[Update May 2018: note that as of April 26th, 2018, the IRS has reversed course and reset the 2018 Family HSA limit to $6,900. This was the original amount that was decreased to $6,850 in March. See below for information on the decrease, and read on to hear the fury and toil it caused.]
Not in our wildest dreams did we consider this possible: the IRS has lowered the 2018 HSA Family Contribution Limit two and a half months into the tax year. Yes, you read that correctly. Previously, the 2018 Family Contribution limit for Health Savings Accounts was $6,900, and due to an inflation calculation change, this has been reduced by $50 to $6,850 as of March 5th, 2018. Fortunately, self-only and catch up contribution rates were unchanged.

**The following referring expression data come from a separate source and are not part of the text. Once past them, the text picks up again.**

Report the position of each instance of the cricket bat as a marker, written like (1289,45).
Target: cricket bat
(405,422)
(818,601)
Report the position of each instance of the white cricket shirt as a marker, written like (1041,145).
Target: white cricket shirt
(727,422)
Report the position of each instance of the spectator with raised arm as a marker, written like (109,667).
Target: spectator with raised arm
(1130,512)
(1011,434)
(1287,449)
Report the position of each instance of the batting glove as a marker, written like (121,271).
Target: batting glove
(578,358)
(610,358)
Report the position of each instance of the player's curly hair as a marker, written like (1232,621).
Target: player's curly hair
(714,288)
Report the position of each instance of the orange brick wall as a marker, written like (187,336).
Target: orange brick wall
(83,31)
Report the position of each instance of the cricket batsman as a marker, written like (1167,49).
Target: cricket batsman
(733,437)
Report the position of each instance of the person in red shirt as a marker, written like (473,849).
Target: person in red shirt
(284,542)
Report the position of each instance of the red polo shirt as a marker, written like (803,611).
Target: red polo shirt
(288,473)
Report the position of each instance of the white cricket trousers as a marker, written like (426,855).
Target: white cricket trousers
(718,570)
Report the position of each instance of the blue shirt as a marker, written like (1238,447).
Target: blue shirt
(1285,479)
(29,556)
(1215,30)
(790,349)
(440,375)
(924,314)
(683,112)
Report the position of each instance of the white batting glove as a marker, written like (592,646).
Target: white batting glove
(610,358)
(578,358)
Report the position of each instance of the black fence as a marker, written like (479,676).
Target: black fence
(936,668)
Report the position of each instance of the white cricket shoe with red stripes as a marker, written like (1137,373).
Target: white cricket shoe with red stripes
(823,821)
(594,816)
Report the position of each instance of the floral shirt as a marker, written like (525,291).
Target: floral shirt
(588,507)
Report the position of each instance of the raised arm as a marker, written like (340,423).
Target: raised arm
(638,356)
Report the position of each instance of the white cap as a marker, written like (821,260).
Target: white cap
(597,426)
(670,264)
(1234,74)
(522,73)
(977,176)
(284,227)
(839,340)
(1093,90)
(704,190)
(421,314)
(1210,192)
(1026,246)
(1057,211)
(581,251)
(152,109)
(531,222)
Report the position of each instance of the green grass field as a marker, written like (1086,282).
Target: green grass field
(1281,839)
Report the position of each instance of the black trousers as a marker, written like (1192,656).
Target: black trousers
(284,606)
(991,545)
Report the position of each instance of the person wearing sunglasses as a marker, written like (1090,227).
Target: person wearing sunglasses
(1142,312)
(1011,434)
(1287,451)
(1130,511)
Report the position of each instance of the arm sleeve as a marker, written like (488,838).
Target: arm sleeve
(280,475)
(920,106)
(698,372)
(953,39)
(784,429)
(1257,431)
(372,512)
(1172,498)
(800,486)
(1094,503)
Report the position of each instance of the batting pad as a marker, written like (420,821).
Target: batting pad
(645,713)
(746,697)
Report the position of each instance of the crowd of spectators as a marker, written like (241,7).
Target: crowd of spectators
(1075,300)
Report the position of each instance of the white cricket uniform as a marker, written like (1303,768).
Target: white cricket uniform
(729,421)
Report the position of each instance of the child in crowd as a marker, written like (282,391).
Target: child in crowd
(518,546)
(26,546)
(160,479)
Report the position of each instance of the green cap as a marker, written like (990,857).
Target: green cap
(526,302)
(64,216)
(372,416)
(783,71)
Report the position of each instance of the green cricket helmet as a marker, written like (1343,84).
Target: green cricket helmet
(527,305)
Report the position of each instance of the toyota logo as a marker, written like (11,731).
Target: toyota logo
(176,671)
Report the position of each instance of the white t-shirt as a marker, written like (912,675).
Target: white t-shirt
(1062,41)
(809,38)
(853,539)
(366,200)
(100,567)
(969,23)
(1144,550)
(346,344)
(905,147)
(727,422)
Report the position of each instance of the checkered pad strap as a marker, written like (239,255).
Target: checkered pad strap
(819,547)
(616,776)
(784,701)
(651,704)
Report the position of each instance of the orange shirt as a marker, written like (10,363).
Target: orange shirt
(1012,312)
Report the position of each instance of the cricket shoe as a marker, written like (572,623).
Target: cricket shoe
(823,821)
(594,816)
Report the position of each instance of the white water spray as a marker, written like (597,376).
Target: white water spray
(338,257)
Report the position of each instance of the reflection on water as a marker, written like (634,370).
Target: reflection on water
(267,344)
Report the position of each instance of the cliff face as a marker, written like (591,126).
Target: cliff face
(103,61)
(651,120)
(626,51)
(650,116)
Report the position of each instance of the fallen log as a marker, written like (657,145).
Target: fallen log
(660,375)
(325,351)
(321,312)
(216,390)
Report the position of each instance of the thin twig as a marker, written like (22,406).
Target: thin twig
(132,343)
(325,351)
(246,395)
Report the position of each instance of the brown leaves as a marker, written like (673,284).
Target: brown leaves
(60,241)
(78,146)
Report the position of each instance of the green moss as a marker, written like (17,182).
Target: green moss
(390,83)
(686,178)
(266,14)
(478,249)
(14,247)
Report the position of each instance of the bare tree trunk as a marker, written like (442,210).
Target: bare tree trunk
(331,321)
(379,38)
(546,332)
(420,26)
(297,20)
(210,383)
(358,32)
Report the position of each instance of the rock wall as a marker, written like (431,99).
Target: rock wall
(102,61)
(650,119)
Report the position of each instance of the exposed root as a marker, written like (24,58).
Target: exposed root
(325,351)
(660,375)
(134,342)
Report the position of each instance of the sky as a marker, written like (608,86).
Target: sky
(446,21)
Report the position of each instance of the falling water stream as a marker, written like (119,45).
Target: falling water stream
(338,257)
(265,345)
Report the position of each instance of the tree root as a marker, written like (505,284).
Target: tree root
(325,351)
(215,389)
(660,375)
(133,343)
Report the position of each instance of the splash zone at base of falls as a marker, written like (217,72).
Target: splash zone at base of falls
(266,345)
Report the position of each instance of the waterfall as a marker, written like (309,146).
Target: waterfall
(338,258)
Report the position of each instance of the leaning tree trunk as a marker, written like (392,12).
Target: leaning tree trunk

This has come about as of IRS bulletin 2018-10:
Impact of the IRS HSA contribution change
Only the 2018 Family contribution limit has been affected, and while the inflation calculation may alter the course of future contribution limit increases, only 2018 is in play as we are mid year. It is not immediately clear what the total impact is for this change in contribution limit mid year. Obviously, HSA eligible individuals on family coverage will not be able to contribute as much this year. Here are the likely impacted parties:
- Family coverage that already contributed max – there are some “all star” HSA users that are fortunate enough to make full year HSA contributions at the beginning of the year. They often do this to get their money invested in the market to receive a return on their funds for the year. Those people (retroactively) have an excess contribution of $50 that they need to remove. It would be easiest to do this ASAP to avoid interest / gains on that money needding to be calculated and removed. Easy, no penalty process but an annoyance for $50 when you did everything right.
- Family coverage planning on contributing the max – if you set your 2018 contribution to $6,900 but haven’t fully contributed that amount yet, you are likely in good shape. Most HSA custodians will prevent you from making an excess contribution against the plan limits. When they update their plan limits, this equation will kick in, and likely prevent a problem once you get to $6,850 in contributed funds sometime this year (depending on your monthly contribution amount).
- IRS – the IRS will need to update all of their data regarding this maximum deductible amount for 2018. Obviously, they didn’t see this as a big issue as they proceeded with the change mid year.
- HSA Plan Custodians and Insurance companies – there is much work to be done by HSA custodians and insurance companies. Every single custodian and plan that administers HSA’s is now out of whack, thanks to a minor $50 change. All of their programs, banking software, websites, and literature needs to be updated. This will need to be corrected, and the sum effort (and cost) for all of these entities is massive.
- HSA websites – same goes for everyone sharing and publishing information about HSA’s. All of the previously published information is out of date and needs to be updated.
I will leave it to our fine readers to decide for themselves whether this mid year change for $50 was value added, intelligent, or warranted.
Why the IRS reduced the 2018 HSA Family limit
As part of the Trump tax cuts, legislation was passed that changes how inflation increases are calculated. In essence this is a net negative as the traditional CPI has been replaced with the “chained” CPI, which is different as it allows substitutions of products in the CPI basket of goods. This “substitution” effect is a classic economist assumption that means that if beef prices are rising, consumers avoid it and buy chicken instead. Beef is thus less represented in the index, meaning that total inflation is shown as lower than using the regular CPI. This will result in lower cost of living increases across the board going forward. While this is a negative, the real mistake was implementing it for 2018, and not waiting for a fresh tax year.
For those following along at home, here is the text on the section changing the CPI calculation:
.03 Section 11002 of the Act amends § 1f(3) to provide a permanent cost-of living adjustment based on the Chained Consumer Price Index for All Urban Consumers (C-CPI-U). Any existing items that are not reset for 2018 will be adjusted for inflation after 2017 based on the C-CPI-U. Items that are reset for 2018 will be adjusted for inflation after 2018 based on the C-CPI-U
All in all, a moderate sized change that creates a lot more work for many.